After a 3.6% fall in May, equity markets regained most of the losses in June and closed on a positive note. Some of our recent investments continued to do well and some of the older investments reached expensive valuations levels, allowing us to exit some of these holdings. The portfolios continued to do well relative to the markets, despite the high cash levels that we hold. On a Year to Date basis, since 1 April 2010, markets are flat, whereas our portfolios are reasonably ahead of the market.
Indian markets continue to be strong despite the fact that most comparable sized global markets have seen sharp corrections. Among large markets, the US, Europe and China have corrected between 10-25% from their recent peaks, whereas Indian markets are still trading very close to their recent peak levels. Global markets continue to be plagued by the threat of a double dip recession, as most governments are choosing to reduce their budget deficits and their high debt burden. It is important to remember here that the global economy came out of a recession due to large scale government spending, and is likely to get affected if governments pull back on their spending. The relative attractiveness of Indian markets compared with other alternatives stands diminished for international investors. Under normal circumstances, this should translate to some correction in Indian markets, but we are surprised by the relative strength in the Indian equity markets – especially over the past month.
The commitment of the current Indian government to the reform process is probably what is driving the positive outlook towards Indian equities. The government’s bold steps in the oil sector shows the decisiveness with which this government is moving. Deregulation of the oil sector has been in discussion since 1994 and the government’s recent step to deregulate is very welcome as it will have a very positive impact onIndia’s fiscal deficit. While there does not seem to be any immediate threat of that nature, one wonders what the government would do if international oil prices move up significantly to say $120 per barrel when petrol may have to be priced at Rs 100 a litre. One needs to note that the oil sector accounts for over 10% of Indian GDP and we should see some interesting tests ahead on this subject.

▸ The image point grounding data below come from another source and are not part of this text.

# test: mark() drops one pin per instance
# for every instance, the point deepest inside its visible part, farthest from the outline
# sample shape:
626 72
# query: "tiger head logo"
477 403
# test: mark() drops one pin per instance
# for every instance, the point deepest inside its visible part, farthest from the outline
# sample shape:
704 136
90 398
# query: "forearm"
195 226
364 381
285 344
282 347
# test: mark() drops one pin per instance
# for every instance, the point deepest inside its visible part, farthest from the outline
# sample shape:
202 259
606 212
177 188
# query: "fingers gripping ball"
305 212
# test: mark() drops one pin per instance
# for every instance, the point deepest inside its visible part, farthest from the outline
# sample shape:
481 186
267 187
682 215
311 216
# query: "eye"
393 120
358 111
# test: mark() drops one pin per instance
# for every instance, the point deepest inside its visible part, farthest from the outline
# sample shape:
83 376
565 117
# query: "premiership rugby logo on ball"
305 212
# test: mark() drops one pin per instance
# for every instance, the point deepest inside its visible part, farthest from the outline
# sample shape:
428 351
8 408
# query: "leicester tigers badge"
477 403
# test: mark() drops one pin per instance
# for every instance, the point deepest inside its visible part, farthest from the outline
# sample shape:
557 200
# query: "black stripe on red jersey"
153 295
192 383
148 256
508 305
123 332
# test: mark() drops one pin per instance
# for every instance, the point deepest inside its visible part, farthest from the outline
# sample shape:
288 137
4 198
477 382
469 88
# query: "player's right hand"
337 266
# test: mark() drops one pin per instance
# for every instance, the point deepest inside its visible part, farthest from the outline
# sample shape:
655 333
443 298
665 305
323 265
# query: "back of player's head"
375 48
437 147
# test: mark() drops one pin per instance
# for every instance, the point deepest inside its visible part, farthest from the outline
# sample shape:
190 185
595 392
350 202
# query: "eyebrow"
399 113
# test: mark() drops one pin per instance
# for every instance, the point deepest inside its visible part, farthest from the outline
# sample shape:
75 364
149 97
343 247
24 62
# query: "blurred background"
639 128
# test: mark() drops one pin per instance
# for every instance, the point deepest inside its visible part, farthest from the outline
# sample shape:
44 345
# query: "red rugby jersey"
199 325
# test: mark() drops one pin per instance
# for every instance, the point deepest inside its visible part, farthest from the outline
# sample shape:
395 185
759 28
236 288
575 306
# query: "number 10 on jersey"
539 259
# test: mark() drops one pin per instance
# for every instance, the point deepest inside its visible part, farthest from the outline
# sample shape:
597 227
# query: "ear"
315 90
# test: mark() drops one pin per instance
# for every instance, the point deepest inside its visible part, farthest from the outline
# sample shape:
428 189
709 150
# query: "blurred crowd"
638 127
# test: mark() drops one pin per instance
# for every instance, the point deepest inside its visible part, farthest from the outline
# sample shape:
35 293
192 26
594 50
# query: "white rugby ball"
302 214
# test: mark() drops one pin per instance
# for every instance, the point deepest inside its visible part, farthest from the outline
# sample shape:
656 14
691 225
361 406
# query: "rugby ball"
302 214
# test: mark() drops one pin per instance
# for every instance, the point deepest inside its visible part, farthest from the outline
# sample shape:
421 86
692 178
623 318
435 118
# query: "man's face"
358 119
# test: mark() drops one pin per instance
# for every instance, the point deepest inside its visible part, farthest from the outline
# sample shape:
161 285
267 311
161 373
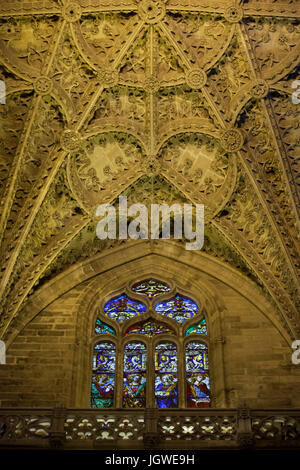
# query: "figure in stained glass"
198 384
151 288
179 308
198 391
102 328
134 391
123 308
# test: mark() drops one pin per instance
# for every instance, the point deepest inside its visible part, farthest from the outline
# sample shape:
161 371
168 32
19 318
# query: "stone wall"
48 360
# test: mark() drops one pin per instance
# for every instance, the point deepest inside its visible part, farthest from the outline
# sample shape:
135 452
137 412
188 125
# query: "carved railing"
149 428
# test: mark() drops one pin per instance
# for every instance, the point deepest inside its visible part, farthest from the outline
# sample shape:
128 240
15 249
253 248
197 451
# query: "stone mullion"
181 372
150 387
119 373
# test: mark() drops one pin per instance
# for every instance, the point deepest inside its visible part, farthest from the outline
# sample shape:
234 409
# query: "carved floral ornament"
71 12
151 11
233 14
196 78
259 89
70 140
108 77
43 85
232 140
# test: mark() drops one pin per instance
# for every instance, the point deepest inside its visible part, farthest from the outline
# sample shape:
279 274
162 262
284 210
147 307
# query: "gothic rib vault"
189 100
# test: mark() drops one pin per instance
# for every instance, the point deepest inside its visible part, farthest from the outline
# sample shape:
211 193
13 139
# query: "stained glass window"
150 287
137 364
166 388
150 328
134 380
179 308
197 378
198 328
102 328
103 378
123 308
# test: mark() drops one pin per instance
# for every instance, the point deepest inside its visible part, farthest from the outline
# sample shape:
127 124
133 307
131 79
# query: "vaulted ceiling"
176 100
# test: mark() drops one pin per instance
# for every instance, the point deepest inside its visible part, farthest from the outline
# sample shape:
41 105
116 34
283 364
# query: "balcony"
117 429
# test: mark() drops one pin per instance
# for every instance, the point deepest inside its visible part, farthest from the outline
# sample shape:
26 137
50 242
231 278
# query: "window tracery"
143 361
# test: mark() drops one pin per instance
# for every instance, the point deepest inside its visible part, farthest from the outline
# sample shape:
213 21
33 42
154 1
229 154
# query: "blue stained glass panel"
103 378
102 328
150 287
166 380
123 308
134 381
197 377
179 308
199 328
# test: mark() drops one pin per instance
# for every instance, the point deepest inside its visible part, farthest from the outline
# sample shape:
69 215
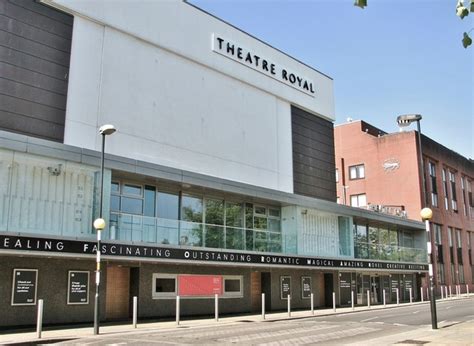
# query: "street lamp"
99 224
426 213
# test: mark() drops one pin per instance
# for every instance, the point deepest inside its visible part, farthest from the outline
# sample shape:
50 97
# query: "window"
164 286
126 198
464 201
434 188
445 190
191 209
469 198
233 286
358 200
440 273
357 172
452 180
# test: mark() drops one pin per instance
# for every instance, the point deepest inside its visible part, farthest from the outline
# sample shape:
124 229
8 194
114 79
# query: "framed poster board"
306 287
78 287
199 285
25 286
285 287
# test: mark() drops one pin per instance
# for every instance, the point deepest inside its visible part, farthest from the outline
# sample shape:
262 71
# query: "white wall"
148 68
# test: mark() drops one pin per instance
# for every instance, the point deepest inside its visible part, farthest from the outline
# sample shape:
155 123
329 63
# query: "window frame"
357 171
164 295
239 294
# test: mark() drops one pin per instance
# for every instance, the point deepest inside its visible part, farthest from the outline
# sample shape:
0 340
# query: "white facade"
150 69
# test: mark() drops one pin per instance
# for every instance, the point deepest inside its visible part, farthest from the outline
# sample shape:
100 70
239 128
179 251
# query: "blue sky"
393 57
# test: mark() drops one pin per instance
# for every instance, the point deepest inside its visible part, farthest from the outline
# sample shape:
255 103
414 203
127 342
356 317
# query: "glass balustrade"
389 253
137 228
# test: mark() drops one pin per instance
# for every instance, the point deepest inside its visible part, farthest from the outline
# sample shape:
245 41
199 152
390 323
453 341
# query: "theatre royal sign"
259 63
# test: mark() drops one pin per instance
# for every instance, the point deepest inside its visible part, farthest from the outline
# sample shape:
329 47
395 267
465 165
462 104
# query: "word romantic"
263 65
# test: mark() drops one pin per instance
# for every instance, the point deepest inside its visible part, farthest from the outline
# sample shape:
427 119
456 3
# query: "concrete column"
39 319
135 311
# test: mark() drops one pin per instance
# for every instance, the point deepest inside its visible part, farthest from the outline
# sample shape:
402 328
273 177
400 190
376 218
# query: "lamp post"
426 213
99 225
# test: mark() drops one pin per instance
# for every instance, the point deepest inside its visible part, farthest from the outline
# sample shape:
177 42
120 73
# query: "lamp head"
426 214
407 119
99 224
107 129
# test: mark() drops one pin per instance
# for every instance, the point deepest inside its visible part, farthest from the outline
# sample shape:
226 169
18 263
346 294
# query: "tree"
461 11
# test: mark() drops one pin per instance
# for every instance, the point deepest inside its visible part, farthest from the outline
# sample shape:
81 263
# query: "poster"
78 287
305 287
285 287
24 286
199 285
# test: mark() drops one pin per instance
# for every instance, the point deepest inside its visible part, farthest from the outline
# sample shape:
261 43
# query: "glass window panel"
260 222
128 189
115 203
165 285
149 209
132 205
191 209
233 214
234 238
167 205
249 215
214 212
231 285
274 212
274 225
115 187
214 236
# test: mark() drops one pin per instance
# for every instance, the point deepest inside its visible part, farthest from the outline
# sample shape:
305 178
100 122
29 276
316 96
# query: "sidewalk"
456 334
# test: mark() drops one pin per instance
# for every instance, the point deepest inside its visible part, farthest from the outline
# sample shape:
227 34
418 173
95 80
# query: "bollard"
177 310
135 309
39 320
216 307
289 305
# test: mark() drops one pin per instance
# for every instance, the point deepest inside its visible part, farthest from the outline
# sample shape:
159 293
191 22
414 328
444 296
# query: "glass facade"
379 243
55 197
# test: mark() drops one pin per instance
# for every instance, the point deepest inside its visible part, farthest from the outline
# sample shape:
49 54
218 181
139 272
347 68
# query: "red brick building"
380 171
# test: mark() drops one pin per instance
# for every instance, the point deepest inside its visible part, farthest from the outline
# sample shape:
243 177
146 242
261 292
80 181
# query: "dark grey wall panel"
313 155
35 46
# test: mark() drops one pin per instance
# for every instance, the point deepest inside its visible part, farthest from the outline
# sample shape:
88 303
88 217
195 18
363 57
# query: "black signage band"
20 243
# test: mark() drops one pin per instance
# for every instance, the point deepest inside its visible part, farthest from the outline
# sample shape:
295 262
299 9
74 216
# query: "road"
352 328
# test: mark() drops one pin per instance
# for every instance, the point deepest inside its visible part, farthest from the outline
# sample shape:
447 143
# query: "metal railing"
137 228
389 252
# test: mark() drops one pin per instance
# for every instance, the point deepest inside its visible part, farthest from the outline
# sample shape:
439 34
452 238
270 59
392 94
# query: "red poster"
199 285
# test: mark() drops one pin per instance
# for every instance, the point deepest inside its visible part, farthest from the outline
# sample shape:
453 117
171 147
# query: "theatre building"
220 178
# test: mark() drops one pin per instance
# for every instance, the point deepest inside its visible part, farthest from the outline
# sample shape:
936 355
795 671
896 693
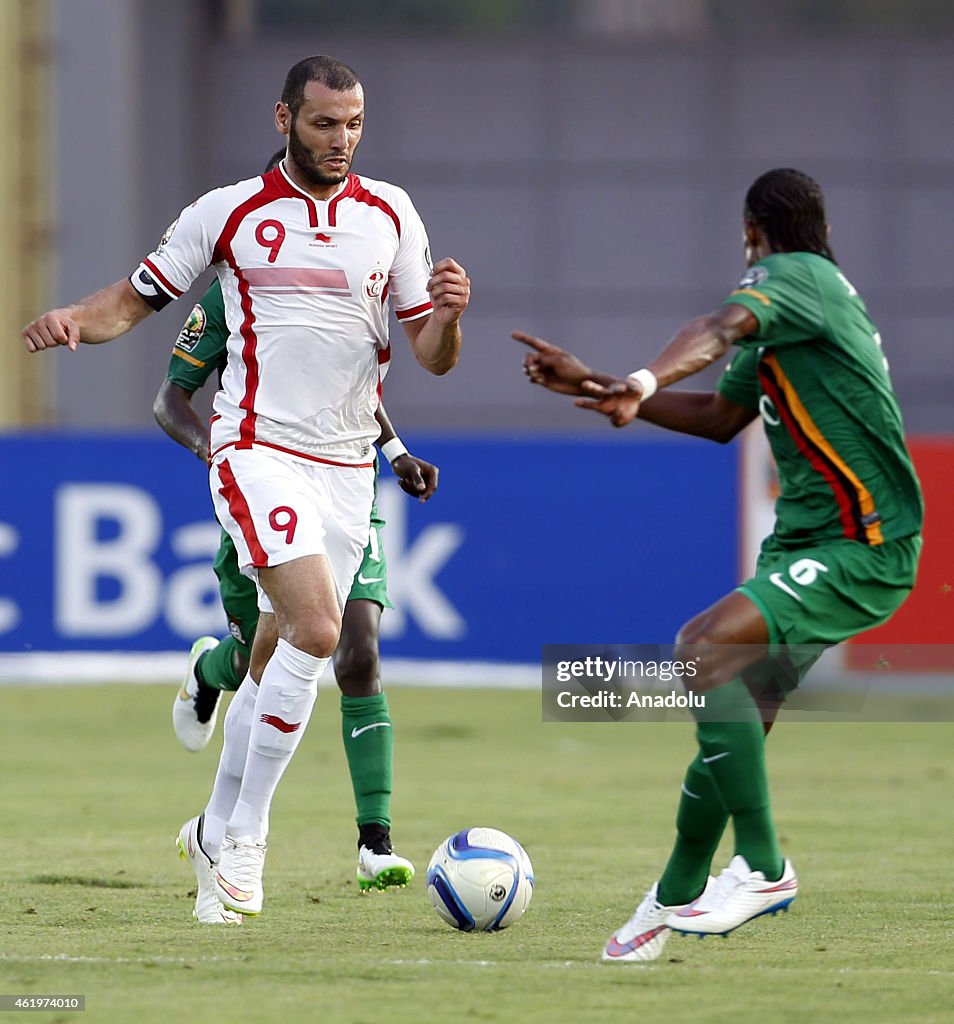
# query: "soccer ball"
480 880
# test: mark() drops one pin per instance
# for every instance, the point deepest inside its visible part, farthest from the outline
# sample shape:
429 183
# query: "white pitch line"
68 958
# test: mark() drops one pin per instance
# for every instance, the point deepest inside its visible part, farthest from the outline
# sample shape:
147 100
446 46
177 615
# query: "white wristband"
647 381
393 449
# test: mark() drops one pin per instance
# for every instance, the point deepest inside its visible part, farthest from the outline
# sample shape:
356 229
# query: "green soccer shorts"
815 596
240 598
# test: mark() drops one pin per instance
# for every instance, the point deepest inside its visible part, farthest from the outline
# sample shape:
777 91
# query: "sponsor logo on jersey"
755 275
375 281
191 329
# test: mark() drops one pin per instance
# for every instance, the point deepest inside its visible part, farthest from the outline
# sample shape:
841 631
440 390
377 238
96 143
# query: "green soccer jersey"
816 374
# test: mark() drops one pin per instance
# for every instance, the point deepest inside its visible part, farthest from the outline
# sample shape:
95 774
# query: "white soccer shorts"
277 509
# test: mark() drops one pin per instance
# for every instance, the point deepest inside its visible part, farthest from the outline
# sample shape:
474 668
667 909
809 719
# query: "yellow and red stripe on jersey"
763 298
856 506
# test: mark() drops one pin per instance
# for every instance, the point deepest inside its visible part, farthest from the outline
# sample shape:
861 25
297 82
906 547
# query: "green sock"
699 823
216 669
732 745
365 729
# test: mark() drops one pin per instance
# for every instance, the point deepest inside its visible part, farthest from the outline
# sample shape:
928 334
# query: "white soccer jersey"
306 286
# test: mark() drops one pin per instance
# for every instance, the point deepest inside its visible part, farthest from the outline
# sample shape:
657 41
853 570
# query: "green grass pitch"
93 899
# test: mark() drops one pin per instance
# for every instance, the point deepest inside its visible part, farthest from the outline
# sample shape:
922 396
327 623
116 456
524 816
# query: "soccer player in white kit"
309 256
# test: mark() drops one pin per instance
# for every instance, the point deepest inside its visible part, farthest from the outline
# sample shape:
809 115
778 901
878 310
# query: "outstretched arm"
702 414
98 317
436 338
696 346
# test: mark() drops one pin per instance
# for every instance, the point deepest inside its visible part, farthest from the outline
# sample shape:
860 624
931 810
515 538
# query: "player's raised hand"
449 289
50 330
417 477
551 367
619 400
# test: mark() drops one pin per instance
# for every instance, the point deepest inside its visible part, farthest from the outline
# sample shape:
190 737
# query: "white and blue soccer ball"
480 880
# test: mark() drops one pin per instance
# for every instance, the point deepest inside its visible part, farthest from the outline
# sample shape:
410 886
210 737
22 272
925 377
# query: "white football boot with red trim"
644 936
208 909
738 896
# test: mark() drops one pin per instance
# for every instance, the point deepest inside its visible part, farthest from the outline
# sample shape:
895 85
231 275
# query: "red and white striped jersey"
306 286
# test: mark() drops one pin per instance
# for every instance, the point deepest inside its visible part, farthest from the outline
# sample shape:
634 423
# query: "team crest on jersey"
754 276
167 235
375 281
191 329
235 631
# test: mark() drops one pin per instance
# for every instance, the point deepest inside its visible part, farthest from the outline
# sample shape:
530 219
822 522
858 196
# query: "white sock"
286 697
231 765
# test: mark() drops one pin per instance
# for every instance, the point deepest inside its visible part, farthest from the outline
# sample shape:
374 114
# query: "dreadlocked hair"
789 207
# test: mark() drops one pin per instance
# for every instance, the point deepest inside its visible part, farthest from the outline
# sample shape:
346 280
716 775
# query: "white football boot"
208 909
738 895
237 877
644 936
192 733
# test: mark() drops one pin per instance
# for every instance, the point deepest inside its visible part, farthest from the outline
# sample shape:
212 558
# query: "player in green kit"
215 666
841 559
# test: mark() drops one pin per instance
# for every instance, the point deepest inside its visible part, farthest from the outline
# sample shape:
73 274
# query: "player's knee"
317 636
240 663
357 668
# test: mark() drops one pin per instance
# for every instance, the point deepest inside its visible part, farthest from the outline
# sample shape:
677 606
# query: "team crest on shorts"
191 329
754 276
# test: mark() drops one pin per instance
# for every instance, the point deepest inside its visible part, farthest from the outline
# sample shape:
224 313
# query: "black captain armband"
145 285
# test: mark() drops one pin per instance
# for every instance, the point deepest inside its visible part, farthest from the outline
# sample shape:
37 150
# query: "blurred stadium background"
586 160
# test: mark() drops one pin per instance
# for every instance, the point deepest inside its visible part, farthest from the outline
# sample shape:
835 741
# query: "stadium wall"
106 544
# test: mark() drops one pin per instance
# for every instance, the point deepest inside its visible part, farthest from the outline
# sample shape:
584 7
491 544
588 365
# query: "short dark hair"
331 73
789 207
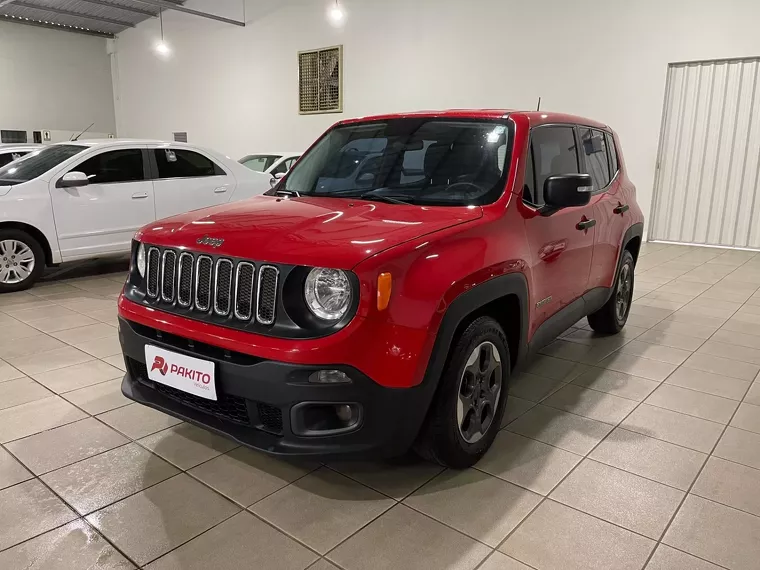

The Nifty, after reaching a level of 5100 in Sep 2009, has been trading in a narrow range for the past 9 months. During this period, we have been seeing stocks showing a fair degree of volatility. As and when some of our existing holdings reach expensive valuations – from where we view upside potential to be limited with a significant downside risk we have been selling down our positions. On the other hand, other than in small pockets, we are not seeing stocks reach attractive buy points. As a result, cash is beginning to accumulate in the portfolio. If Indian markets start to move in line with other comparable global markets, we are fairly confident that we should get an attractive opportunity to invest. In the meantime, our portfolios continue to do fairly well and better than the market despite the large cash position in our portfolio.